Piers Lane (AO) announced as recipient of 2022 Sir Bernard Heinze Memorial Award

Sophie Galaise, Managing Director of the MSO, and Barry Conyngham, former Dean of the Fine Arts & Music Faculty (The University of Melbourne), present Piers Lane AO with the Sir Bernard Heinze Memorial Award 2022 plaque.
Sophie Galaise, Managing Director of the MSO, and Barry Conyngham, former Dean of the Fine Arts & Music Faculty (The University of Melbourne), present Piers Lane AO with the Sir Bernard Heinze Memorial Award 2022 plaque.

Acclaimed pianist, Piers Lane (AO), has been awarded the Sir Bernard Heinze Memorial Award at a  concert with Joseph Calleja and Amelia Farrugia.

The Award, established by the University of Melbourne and colleagues at the Melbourne Symphony Orchestra, is presented annually to a person who has made an outstanding contribution to music in Australia. It honours the memory of Sir Bernard Heinze (1894 – 1982), who for 31 years was Ormond Professor of Music at the University of Melbourne, and one of the major pioneers of orchestral life in Australia.

Currently based in London, Piers has a reputation as an engaging, searching and highly versatile performer. Five times soloist at the BBC Proms, his wide-ranging concerto repertoire exceeds one hundred works and has led to engagements with many of the world’s great orchestras. Festival appearances have included Aldeburgh, Seattle, Bard, Bath Mostly Mozart, Bergen, Cheltenham, Como Autumn Music, La Roque d’Anthéron, Rockport, Prague Spring, Ruhr Klavierfestival, Schloss vor Husum and the Chopin festivals in Warsaw, Duszniki-Zdrój, Mallorca and Paris.

In recent years Piers Lane has performed three concerti at Carnegie Hall, and world premieres of Carl Vine’s second Piano Concerto and Double Piano Concerto Implacable Gifts, both written for him. His extensive discography for Hyperion includes much admired recordings of rare romantic piano concertos, including his 2020 release of Bliss, Rubbra and Bax concertos with The Orchestra Now, the complete Malcolm Williamson piano concertos, the complete Preludes and Etudes by Scriabin, transcriptions of Bach and Strauss, along with complete collections of Concert Etudes by Saint-Saëns, Moscheles and Henselt, and transcriptions by Grainger.
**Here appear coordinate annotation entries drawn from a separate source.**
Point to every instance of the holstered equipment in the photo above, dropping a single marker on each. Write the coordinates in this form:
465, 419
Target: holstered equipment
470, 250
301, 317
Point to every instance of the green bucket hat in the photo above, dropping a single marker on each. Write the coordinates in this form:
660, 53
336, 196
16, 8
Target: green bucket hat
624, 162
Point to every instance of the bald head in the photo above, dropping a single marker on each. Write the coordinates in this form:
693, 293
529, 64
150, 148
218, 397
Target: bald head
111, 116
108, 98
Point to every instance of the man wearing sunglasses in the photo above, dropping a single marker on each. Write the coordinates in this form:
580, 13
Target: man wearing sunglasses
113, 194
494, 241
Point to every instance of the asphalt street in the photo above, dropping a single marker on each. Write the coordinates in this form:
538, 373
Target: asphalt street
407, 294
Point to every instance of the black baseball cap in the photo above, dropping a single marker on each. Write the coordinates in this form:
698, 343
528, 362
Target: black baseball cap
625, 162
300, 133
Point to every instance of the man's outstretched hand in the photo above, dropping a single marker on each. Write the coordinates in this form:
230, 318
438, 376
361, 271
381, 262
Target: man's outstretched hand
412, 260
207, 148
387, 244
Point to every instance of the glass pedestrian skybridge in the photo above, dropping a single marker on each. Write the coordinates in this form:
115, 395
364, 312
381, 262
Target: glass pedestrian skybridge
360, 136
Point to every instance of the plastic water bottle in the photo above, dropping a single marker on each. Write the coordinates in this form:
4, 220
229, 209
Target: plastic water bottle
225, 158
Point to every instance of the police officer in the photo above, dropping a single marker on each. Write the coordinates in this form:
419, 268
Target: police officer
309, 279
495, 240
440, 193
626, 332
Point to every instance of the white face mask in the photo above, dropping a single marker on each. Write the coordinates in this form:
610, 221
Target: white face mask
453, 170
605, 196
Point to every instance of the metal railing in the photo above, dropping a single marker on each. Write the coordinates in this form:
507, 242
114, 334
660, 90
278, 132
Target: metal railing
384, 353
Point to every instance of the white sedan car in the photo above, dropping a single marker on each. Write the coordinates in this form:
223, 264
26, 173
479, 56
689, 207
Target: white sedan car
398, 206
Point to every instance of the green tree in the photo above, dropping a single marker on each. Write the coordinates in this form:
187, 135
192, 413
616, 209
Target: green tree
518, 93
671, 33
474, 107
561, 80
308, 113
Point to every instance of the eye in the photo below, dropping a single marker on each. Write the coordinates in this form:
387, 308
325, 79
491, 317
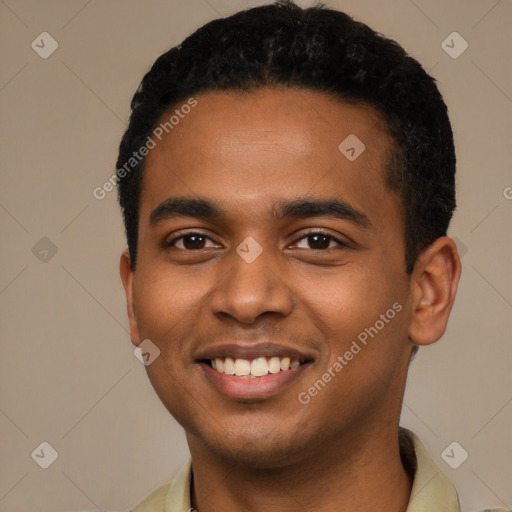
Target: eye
189, 241
319, 240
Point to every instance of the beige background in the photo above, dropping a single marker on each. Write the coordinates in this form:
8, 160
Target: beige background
68, 374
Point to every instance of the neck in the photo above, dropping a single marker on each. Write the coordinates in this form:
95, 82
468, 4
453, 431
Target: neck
357, 473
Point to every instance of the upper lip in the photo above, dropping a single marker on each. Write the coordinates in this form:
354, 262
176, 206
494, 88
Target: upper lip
252, 351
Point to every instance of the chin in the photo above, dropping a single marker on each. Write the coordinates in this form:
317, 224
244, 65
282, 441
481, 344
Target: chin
258, 447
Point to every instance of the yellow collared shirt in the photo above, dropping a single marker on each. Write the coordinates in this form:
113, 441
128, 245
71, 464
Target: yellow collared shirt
431, 489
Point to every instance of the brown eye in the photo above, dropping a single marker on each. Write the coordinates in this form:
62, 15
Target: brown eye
189, 241
318, 240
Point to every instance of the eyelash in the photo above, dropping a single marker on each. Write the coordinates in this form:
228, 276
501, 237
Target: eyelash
342, 244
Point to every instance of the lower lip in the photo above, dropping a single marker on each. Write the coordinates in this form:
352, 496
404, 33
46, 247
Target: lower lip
257, 388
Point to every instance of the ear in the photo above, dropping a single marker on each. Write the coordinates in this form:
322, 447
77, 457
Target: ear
127, 275
434, 285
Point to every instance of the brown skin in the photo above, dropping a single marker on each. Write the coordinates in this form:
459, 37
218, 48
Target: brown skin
340, 451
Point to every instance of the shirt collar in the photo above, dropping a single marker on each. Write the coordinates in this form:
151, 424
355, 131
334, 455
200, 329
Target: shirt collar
431, 489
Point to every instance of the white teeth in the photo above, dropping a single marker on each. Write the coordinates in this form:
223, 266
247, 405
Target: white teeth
229, 366
242, 367
274, 365
259, 367
219, 365
285, 363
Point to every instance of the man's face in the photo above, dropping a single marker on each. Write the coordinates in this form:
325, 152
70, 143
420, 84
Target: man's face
258, 280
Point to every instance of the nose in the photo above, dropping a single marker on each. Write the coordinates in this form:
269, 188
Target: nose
252, 288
Piers has also recorded eleven volumes of piano quintets with the Goldner String Quartet for Hyperion, many CDs with Tasmin Little and Michael Collins for Chandos and further solo and chamber CDs for EMI, Phillips, Dutton, Unicorn Kanchana and ABC Classics.

Piers Lane is Artistic Director of the Sydney International Piano Competition. He was Artistic Director of the Australian Festival of Chamber Music from 2006 to 2017, and from 2006 to 2013 he also directed the annual Myra Hess Day at the National Gallery in London. He has written and presented over 100 programs for BBC Radio 3, including the popular 54-part series The Piano.

On 11 June 2012, Piers was made an Officer of the Order of Australia (AO) for distinguished services to the arts. In 1994 he was made an Honorary Member of the Royal Academy of Music, where he was a professor from 1989 to 2007. He holds Honorary Doctorates from two Australian Universities: Griffith and James Cook.

The Sir Bernard Heinze Memorial Award medallion, crafted from an original cast for each recipient, is made by sculptor Michael Meszaros.

Our congratulations to Piers Lane on this wonderful acknowledgement of his achievements.